The entertainment industry seems to be in the throes of a passionate love affair with violence, embracing it at every opportunity. We are becoming emotionally deadened by the horrors that we witness and have come to accept violence as normal.
Let us consider the effect on women. According to a study for the Broadcasting Standards Council, women's fear of male violence can be reinforced, and even increased, by watching videos and television programmes that depict violence against women.
And let us consider the effects on children. The Professional Association of Teachers spoke to 1,000 teachers in different parts of the country when my amendment to curb video violence was before Parliament four years ago. The response of teachers does not support in the least the view that children are cynical sophisticates, able to reject those aspects of the adult world for which they are not ready. One teacher said by way of reply:
Increasing numbers of parents are using videos and video games as their electronic baby-sitter, allowing children to play with the games or to see violent videos so that they will not themselves be disturbed. Many parents simply do not seem to understand the harm which inappropriate entertainment can do.
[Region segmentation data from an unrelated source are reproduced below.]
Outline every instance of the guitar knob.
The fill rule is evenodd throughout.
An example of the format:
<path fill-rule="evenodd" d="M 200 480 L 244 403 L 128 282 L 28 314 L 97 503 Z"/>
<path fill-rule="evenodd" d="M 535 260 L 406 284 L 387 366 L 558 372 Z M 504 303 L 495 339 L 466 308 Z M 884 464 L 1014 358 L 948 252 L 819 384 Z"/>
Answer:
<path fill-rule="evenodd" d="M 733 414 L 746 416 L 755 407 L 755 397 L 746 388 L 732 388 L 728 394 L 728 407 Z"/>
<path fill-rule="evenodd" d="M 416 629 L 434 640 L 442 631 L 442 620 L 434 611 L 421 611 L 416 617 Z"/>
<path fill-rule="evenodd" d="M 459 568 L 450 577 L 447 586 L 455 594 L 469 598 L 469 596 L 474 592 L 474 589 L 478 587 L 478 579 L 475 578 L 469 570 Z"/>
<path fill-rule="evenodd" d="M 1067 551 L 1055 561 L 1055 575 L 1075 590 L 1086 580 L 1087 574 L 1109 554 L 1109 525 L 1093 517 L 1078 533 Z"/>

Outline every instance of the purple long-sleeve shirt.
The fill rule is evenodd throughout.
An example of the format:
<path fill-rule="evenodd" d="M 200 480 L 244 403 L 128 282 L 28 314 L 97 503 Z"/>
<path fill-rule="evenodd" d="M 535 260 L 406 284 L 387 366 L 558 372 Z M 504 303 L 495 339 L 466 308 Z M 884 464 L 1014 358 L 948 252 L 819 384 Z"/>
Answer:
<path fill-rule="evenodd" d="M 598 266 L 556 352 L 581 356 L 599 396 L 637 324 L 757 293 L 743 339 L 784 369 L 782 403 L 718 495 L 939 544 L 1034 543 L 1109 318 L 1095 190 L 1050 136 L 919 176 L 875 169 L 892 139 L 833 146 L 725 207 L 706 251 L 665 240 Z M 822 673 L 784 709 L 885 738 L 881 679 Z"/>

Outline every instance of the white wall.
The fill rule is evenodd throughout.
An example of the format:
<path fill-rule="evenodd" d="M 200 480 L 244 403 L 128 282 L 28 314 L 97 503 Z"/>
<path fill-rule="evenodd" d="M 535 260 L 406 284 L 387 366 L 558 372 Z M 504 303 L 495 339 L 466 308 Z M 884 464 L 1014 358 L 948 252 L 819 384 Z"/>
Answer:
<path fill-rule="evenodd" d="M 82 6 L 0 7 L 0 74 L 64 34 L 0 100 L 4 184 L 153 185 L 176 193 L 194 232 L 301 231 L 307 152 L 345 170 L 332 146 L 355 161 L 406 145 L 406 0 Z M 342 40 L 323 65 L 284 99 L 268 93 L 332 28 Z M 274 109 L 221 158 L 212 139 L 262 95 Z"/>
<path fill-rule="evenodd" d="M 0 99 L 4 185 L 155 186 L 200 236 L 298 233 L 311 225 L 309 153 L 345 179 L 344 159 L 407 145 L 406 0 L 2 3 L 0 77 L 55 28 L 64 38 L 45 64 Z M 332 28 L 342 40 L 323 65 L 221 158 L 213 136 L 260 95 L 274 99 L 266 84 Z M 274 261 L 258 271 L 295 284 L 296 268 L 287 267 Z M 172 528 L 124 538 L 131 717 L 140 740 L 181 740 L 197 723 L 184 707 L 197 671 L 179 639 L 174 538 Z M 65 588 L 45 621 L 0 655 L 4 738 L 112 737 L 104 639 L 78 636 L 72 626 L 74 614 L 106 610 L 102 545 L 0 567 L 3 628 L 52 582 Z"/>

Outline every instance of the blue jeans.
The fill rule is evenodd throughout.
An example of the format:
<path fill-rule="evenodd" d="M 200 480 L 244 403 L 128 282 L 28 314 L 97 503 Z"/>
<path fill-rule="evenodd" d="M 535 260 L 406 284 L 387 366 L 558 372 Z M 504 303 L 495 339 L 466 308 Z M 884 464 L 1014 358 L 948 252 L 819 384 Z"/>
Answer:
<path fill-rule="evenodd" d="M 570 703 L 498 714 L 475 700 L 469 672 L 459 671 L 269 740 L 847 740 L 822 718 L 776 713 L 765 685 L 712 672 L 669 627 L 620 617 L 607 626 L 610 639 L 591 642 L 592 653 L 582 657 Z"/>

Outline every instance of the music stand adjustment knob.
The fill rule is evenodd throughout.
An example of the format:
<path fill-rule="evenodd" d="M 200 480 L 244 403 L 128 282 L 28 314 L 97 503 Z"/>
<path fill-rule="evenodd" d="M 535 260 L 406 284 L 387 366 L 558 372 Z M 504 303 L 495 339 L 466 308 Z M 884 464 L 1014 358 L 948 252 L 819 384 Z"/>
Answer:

More than 90 per cent. of the PAT respondents believed that children's emotional, social and moral development is being damaged, sometimes irrevocably, by what they see. Three-quarters of teachers also believe that there is a link between over-exposure to computer games and factors such as tiredness and inattention, heightened levels of aggression and a tendency to act out fantasies.
Just before last Christmas, 27,000 people sent a petition to Parliament calling for tighter controls. The common sense of parents--which well understands that children imitate what they see--is often the best yardstick. I say to your Lordships' House, as I conclude, that the advertising industry would not have spent, as they did, £4,000 million last year on advertising their wares on television if they did not believe that what people see has an effect on those who view it. Clearly it has an enormous effect.
In challenging the letter of designation, we can take some useful steps by enhancing parental rights and strengthening the position of the public, by putting it at least on the same footing as the industry. In so doing, we will be enabling Mr. Whittam Smith to do his job more effectively. When the amendments to achieve that are considered by your Lordships' House, I hope that they will be given a fair wind.